Lena pressed her lips together. "It's beautiful."

Even if she'd never asked for it.

She walked up the porch steps. The key was old-fashioned, cool against her fingers.

The moment she pushed open the door, the scent hit her: cedar. Old books. A faint hint of mint tea. Elara's ghost.

She swallowed something thick in her chest.

Ethan squeezed her shoulder. "I'll start unloading the car. You take a minute."

She nodded, barely hearing him. The cabin was furnished in a style between cabin warmth and quiet elegance. Wooden shelves lined the walls, full of books she remembered her aunt raving about. A fireplace. A rocking chair. An old rug with a woven wolf staring imperiously from its center.

Lena's fingers brushed the back of the chair.

Something shimmered. Not physically — but inside her. For a second, she wasn't in a cabin. She was in a forest, moonlight overhead. Her blood boiling. Her breath caught between a snarl and a scream—

She staggered back, hitting the wall.

"Lena?" Ethan called from outside.

"I'm fine," she lied.

She shook her head, pushing the strange vision away. Probably exhaustion. Anxiety. Or just the fact that everything in this town was weird. Old weird. Witchy weird.

Outside, Ethan slammed the car door shut. The sound echoed like a gunshot in the stillness.

She hurried to the porch, leaning against the railing, watching him unload boxes. He paused for a moment, glancing toward the treeline as if he'd felt something too.

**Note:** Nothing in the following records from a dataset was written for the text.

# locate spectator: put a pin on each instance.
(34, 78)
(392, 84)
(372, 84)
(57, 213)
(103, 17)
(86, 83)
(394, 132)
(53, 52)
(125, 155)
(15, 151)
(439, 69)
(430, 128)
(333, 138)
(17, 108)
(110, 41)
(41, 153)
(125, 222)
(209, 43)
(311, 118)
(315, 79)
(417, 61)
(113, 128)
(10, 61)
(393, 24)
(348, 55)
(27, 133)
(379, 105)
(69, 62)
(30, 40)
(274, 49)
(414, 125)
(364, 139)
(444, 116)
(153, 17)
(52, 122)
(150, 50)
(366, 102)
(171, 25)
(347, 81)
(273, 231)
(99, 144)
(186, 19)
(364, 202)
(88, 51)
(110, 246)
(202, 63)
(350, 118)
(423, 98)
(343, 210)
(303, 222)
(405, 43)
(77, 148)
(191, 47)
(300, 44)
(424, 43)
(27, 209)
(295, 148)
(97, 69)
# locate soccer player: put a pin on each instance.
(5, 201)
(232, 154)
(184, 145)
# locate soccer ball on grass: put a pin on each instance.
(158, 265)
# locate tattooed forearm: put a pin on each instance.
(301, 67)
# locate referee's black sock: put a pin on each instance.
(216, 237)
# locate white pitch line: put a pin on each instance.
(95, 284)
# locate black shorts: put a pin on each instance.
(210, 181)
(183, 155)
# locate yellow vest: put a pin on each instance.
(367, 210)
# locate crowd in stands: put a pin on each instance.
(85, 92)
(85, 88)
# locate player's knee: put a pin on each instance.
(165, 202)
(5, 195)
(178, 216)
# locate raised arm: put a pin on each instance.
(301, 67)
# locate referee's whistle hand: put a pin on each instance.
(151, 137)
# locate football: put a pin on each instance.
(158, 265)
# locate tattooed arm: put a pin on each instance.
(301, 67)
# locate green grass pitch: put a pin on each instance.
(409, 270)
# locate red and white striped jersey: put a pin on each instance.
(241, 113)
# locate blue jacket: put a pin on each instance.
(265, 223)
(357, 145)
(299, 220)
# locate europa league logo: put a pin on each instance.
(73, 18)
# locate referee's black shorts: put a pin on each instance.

"Ethan," she called out, feeling an unease she couldn't name. "Do you… hear that?"

He stilled.

"No," he said after a short pause. "Hear what?"

She swallowed.

She didn't know.

It wasn't a sound, exactly—it was more like a rhythm coursing through the air. Faint but growing. A pulse. Almost like a heartbeat.

But not her own.

And definitely not human.

Ethan took a step toward her just as something rustled in the dense trees. A shadowy shape—too tall, too wide—moved just out of sight.

"Probably a deer," Ethan said quickly, but his voice held a tremor.

It wasn't a deer. Lena knew it wasn't. She didn't know how. But she knew.

The air grew colder.

Her skin felt tight, her pulse racing as if her body were trying to remember something her mind couldn't.

She stepped backward, accidentally knocking against the doorframe. Her breath shook.

"Hey," Ethan said, dropping the last box. "Why don't we go inside? Rest. We've done enough for today."

She nodded stiffly, eyes still on the forest.

Ethan went in first.

She lingered a moment longer, scanning the tree line, sensing something there—something waiting. Watching.

It was there, on the edge of shadow and silence.

And though she couldn't see it…

It could see her.

Her fingers brushed her throat, where her pulse drummed a frantic rhythm.

Then, without a sound, the presence slipped deeper into the woods.

Like it had smelled her.

Marked her.

Then vanished.

 

 

That night, Lena didn't sleep.

Her dreams were sharp and strange—silver eyes in the dark, hot breaths at the back of her neck. Moonlight spilling like blood. Running through the forest, not on two legs… but four.

She woke to the sound of something howling in the distance.

Long.

Low.

And heartbreakingly familiar.

Her breath hitched.

Blackthorn Ridge wasn't quiet after all.

It was alive.

And something out there had just announced itself.